Obviously, gas and electric are the two mainstays today, and they’re not going to disappear anytime soon. Induction combines the best of both gas cooking and electric cooking. It will heat faster than gas, you can boil water upwards of two to four minutes faster than a gas cooktop – according to a Consumer Reports study – and you can get more precise temperature control. If you want to melt chocolate or butter, you can do that with a very fine temperature control versus either electric or gas. And because it’s only the pan that conducts the energy coming from the induction cooktop, the surface actually stays cool so that spills don’t get caked on like they would with an electric cooktop. That makes it very easy to clean.”
PW: “These didn’t just appear. We [Sharp] worked on building these [induction] products for well over a year to bring to the market, but what we heard again and again from every dealer, from the big boxes themselves, and all the top merchants was: “We love induction, it is absolutely the best way to cook, but America doesn’t seem to know about it. What are you going to do, Sharp, to make a market for it?”
So how do we wake up America? What we decided to do is give the dealers an unfair share, and launch into this whole new marketplace with Sharp built-in appliances. And we decided that we would actually give away, free of charge, when you bought either a three-piece or four-piece kitchen package from Sharp, we would give you your choice of a 30-inch, or 36-inch induction cooktop.
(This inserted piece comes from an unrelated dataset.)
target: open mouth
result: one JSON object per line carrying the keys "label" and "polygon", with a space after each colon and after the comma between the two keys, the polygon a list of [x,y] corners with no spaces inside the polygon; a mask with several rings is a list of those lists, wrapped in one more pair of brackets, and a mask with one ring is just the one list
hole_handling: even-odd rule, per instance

But these are fairly high end cooktops…both have white LED lighting, and they have Power Boost inside of them. I was just talking to one of the top architects and dealers across America, and they said one of the biggest problems they have with induction is people are concerned that the glass is going to get scratched. Sharp even went to the point to offer SCHOTT glass, which is highly scratch resistant, and has a beautiful finish to it for these induction cooktops.”
TWICE: Induction is an amazing technology, but some models we’ve seen are pretty thick or take up too much room below the countertop. Did Sharp account for this problem?
PW: “This is a really special induction cooktop. It’s about two and a half inches, top to bottom. tall, which means that, unlike many other inductions, you can install a full oven underneath it. You can install a built in countertop microwave oven, and again, we made sure it was engineered this way to give efficiency in the kitchen, more room in the kitchen, more room to move around. So induction is much more than it’s the best way to cook. It’s the best cooking example. It’s 90% efficient, compared to other ways of cooking, and it’s also a mark for us to say we are a mass premium player, and that’s why it was engineered and cosmetically designed with black edge-to-edge European glass, multifunctionality and connectivity. And we lead with induction followed by radiant cooktops, which we also sell, followed by other products coming in the future.”